The doctor pointed out our baby's private parts (no, you don't get to find out, all in good time). I was beside myself. Some guy in his late forties, pointing at my child's groin and making remarks, while waggling some strange sonar device over my wife? What sort of pervert was this? Did he have any idea how old my kid was? I was going to knock his block off, until I remembered that's not the done thing.

Still, that's a strange sort of culture, isn't it. If I went up to your spouse, squirted goo on his or her belly and then remarked on the genitals of your son or daughter, you wouldn't be cooing and ahing, you'd be in a rage, and rightly so. Once again it's one rule for eminently qualified, trustworthy medical professionals, and another for random idiots on the street.

Anyway, baby kicked for the first time today. Hope that's not a sign that we're going to have a violent child. And that's another thing: it's ok to ask if you can feel it kicking, but not to ask if it can feel you kicking. Once again it's one rule for unborn children, and another for disturbed, violent misogynists.

My wife was excited: I wasn't sure if we should do something special to celebrate. I mean, this was a new event for us and perhaps it should be marked, but on the other hand I don't want to set a precedent. What if baby thinks we condone random kicking? That could be very bad twenty years down the line.

Or we're going to birth a highly successful martial artist. Life is nothing if not mysterious.

Anyway, we didn't do anything special. Unless you count me jumping up and down in front of the Kinect to prove how fit I am, followed by demanding my wife cook me some dinner, to be special. Improbably, my wife did cook me dinner, which shows she's a wonderful and tolerant soul. (I did mop all the puddles of sweat I'd produced, which helped clean up the floor, so I suppose I'd done *something* to get back in her good books.)
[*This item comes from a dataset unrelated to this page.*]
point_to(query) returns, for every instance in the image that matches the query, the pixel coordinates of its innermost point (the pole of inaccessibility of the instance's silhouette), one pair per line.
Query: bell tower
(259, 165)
Still, maybe those kicks are an attempt to communicate. If our unborn child manages to tap out the first line of Hamlet's monologue from Act 3, then I promise to purchase its mother a delicious ice cream, which I'm sure (through the miracle of the placenta) she'll share. You can't say fairer than that, can you, little one?

* I mean she's going to have to carry it around for nine months after it's born, because I'm lazy and won't lift a finger to help. Yeah, I'm a New Man alright, an indolent and feckless one.**
** I wonder who'll take that seriously.